We won't take you through the various steps in this process since the Eye has kindly explained these in full here. But here are a few highlights:
"Senegalese gold mining company Sabadola Gold Operations SA is owned through a Mauritius company, Sabadola Gold (Mauritius) Ltd, while zircon mining company Grand Cote Operations SA is similarly owned by a Mauritian company, Mineral Deposits Mauritius Ltd. In 2009 the Senegalese gold company paid A$12.4m in tax-deductible “technical assistance” fees to its Mauritian parent, while the zircon ilmenite mining company paid A$1m to its Mauritian parent for the same “service”. Strangely, no technical services or anything else are performed in Mauritius. A Mineral Deposits employee in Dakar admitted to the Eye it doesn’t even have an office in Mauritius."
Alongside 'technical services' or lack thereof, Mineral Deposits also leases the mining kit used by its Senegal operations through a Mauritian company. But that's not the end of it. As the Private Eye article points out, despite global borrowings of just $65 million across its entire operation, Mineral Deposits charged tax deductible interest payments of A$42 million to its Senegalese subsidiaries in 2009:
"Even these tricks pale next to the financial alchemy that last year created A$42m in tax-deductible interest payments by the Senegalese companies to the same Mauritian companies they paid technical assistance fees to. Such interest would require loans from the tax haven of around $800m, yet Mineral Deposits Ltd’s worldwide accounts show the company and all its subsidiary operations had borrowings of just $65m between them. The extra debt was simply created internally to shift profits around tax-efficiently."
This raises pretty large questions about the capitalisation of the Senegalese subsidiaries. And whilst on that subject, Mineral Deposits Ltd receives investment finance from private equity fund managers, including Actis, which was created back in 2004 when the British government's overseas development fund, the Commonwealth Development Corporation, re-branded its fund management operation.

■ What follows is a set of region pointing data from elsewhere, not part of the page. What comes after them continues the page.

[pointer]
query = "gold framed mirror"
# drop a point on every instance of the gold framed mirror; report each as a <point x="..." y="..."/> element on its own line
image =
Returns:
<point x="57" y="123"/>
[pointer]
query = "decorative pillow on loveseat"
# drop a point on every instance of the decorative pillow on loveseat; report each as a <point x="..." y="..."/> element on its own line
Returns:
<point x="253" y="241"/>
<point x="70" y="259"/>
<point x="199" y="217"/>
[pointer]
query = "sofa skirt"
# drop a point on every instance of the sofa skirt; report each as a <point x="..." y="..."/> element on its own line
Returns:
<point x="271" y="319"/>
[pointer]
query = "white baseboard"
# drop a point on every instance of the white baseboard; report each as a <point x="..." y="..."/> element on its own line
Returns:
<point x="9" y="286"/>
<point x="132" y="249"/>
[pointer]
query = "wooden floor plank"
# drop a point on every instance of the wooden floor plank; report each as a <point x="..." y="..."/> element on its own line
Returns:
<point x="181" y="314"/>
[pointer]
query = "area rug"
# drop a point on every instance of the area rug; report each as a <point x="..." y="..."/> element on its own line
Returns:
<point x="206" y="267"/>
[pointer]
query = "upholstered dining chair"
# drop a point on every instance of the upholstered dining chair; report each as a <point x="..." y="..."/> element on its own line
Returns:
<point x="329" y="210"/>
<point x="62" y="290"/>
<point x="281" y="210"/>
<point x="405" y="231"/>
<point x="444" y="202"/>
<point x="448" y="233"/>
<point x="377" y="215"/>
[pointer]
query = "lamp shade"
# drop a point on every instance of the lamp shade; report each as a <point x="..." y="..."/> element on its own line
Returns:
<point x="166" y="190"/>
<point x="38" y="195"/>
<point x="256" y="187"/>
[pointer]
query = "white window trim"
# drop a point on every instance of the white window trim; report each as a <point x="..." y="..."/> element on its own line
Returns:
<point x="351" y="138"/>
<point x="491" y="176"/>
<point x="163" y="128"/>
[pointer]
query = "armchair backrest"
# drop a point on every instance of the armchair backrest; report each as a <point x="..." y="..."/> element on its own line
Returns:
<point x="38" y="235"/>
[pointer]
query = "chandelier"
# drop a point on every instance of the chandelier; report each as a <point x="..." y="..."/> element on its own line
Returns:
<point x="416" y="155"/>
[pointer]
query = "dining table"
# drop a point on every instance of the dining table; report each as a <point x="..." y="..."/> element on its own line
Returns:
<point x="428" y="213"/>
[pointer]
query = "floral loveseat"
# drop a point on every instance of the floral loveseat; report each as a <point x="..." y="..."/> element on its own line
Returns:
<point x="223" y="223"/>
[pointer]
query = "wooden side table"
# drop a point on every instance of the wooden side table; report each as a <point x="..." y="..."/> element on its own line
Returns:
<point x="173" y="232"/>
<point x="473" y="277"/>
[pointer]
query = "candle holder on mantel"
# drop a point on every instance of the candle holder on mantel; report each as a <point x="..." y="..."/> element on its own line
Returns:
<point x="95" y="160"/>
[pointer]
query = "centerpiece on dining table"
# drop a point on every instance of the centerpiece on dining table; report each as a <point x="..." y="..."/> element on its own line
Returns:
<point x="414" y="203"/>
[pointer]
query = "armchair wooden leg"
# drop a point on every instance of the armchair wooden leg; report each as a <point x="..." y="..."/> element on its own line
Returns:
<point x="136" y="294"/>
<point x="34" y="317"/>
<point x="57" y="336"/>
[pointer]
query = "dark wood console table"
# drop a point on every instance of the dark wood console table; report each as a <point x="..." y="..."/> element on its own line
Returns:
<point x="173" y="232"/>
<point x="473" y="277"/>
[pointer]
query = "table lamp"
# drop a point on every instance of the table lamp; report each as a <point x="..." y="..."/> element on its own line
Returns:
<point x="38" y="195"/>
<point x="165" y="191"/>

The end result is entirely predictable. Despite the corporate commitments to sustainable development and all that bla-bla, despite high-level rhetoric about cracking down on tax havens, and despite bold words about helping poorer countries develop self-reliance through mobilisation of their own resources, its the poorest countries that suffer. In this instance, according to Private Eye:
"With the help of these schemes, in 2008 and 2009 Mineral Deposits paid just A$45,000 in tax (around £20,000), while benefiting from tax exemption to the tune of A$14.6m, which would provide quite a few Senegalese schools and hospitals."
As a final remark, we at TJN are frequently challenged by accountants and others to provide evidence of our concerns about trade mis-pricing and the inadequacies of transfer pricing rules. Here it is.